La cession de sommes d'argent à titre de garantie (gage-espèces)

Le gage-espèces, oublié par la réforme des sûretés de 2006 mais très utilisé par la pratique, fait une entrée remarquée dans le Code Civil. Il perd son statut de gage sur chose fongible pour devenir une cession de somme d’argent, laquelle peut se faire en euro ou dans toute autre devise. Comme pour les autres sûretés, le principe de l’écrit demeure. L’obligation de désigner le montant des sommes d’argent cédées risque de poser des problèmes pratiques, notamment lorsque cette sûreté est utilisée pour venir garantir des opérations renouvelables entre les mêmes parties. En revanche, le principe de libre disposition des sommes cédées par le cessionnaire est réaffirmé. Contrairement aux autres sûretés non publiées, dont l’opposabilité aux tiers intervient au jour de leur conclusion, la cession d’argent à titre de garantie n’est opposable aux tiers qu’au jour de la remise des sommes cédées. Cette opposabilité différée risque d’entrainer des conflits avec d’autres sûretés ou saisies portant sur les mêmes sommes.

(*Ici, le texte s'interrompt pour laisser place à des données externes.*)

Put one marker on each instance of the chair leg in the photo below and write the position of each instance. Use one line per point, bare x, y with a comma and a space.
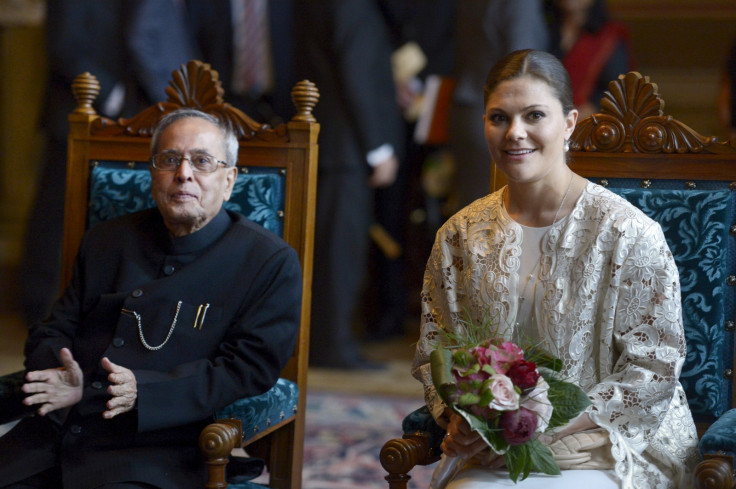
715, 472
216, 442
283, 457
400, 455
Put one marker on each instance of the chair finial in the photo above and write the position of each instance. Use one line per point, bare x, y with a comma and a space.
85, 88
305, 96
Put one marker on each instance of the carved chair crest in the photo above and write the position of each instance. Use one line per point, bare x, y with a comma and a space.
195, 85
632, 120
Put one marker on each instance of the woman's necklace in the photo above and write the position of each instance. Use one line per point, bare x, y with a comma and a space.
140, 328
533, 273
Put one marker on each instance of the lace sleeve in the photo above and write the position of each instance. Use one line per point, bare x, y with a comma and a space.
438, 301
648, 347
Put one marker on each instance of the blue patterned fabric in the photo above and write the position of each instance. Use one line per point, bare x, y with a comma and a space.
696, 225
245, 485
721, 435
261, 412
118, 188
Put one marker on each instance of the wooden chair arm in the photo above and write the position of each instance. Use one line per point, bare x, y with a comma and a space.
216, 442
400, 455
715, 472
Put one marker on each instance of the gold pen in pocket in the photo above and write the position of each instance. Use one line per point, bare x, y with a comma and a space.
199, 320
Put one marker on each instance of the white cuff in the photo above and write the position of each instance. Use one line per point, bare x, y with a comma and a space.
379, 155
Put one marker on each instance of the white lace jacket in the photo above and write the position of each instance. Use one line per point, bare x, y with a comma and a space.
610, 310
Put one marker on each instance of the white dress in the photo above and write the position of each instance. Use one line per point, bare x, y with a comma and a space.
610, 311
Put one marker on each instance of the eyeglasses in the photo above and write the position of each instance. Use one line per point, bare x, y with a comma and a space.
200, 162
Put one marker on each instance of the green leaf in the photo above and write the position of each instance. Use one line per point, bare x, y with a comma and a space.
541, 458
568, 399
440, 361
543, 358
518, 462
492, 436
468, 399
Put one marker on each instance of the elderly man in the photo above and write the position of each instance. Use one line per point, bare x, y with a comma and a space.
172, 314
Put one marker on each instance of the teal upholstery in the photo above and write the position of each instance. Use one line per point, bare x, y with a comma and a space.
721, 436
697, 225
261, 412
118, 188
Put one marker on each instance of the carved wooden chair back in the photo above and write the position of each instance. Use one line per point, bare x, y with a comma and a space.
107, 176
687, 183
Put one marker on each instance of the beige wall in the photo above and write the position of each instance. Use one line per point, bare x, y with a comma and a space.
682, 46
22, 82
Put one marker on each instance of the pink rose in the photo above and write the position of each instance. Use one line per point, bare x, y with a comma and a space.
523, 374
505, 398
518, 426
505, 355
537, 402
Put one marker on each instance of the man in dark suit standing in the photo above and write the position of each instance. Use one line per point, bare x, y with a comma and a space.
131, 46
344, 48
172, 314
222, 33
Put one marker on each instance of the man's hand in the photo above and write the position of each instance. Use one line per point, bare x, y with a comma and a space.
55, 388
124, 389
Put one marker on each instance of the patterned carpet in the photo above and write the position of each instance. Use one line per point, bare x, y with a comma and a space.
344, 435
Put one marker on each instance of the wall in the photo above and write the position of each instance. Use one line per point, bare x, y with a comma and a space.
22, 82
682, 46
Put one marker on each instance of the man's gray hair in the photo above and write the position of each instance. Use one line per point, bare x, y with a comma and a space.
231, 141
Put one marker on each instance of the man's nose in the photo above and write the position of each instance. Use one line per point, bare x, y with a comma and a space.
184, 170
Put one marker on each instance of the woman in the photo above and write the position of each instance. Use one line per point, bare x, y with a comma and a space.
594, 49
563, 262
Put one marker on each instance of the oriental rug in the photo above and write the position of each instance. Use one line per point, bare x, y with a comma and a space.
344, 436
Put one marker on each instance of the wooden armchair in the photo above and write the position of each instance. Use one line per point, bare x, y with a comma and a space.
107, 176
687, 182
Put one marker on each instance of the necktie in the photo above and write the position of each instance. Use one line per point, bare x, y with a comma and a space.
252, 71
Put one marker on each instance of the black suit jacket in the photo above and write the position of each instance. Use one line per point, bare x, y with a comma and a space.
251, 280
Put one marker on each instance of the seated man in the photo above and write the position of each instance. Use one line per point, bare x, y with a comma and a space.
172, 314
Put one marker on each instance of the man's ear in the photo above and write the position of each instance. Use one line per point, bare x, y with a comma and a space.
231, 174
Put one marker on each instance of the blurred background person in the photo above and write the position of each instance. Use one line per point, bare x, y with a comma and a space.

Le nantissement de compte-titres financier

Les parties pourront exclure, dès la constitution du nantissement, les fruits et produits de l’assiette de cette sûreté et renoncer à l’ouverture d’un compte spécial fruits et produits qui s’avère en pratique compliqué à mettre en place, notamment lorsque le constituant est étranger et doit ouvrir un compte en France. Comme pour le nantissement de créance, la réforme consacre la prise de nantissements de rangs successifs sur le même compte titres nanti et règle le rang des créanciers en fonction de la date de leur déclaration de nantissement. À noter que les modalités de réalisation de cette sûreté ne sont pas totalement alignées selon que le nantissement porte sur des titres côtés ou non. En cas de réalisation portant sur des titres non cotés, il ne sera plus possible de réduire le délai de préavis de réalisation du nantissement fixé à huit jours. Si cette disposition devait être maintenue, elle pourrait contraindre l’exercice rapide d’un pacte commissoire et donner le temps au constituant de demander l’ouverture d’une procédure de sauvegarde.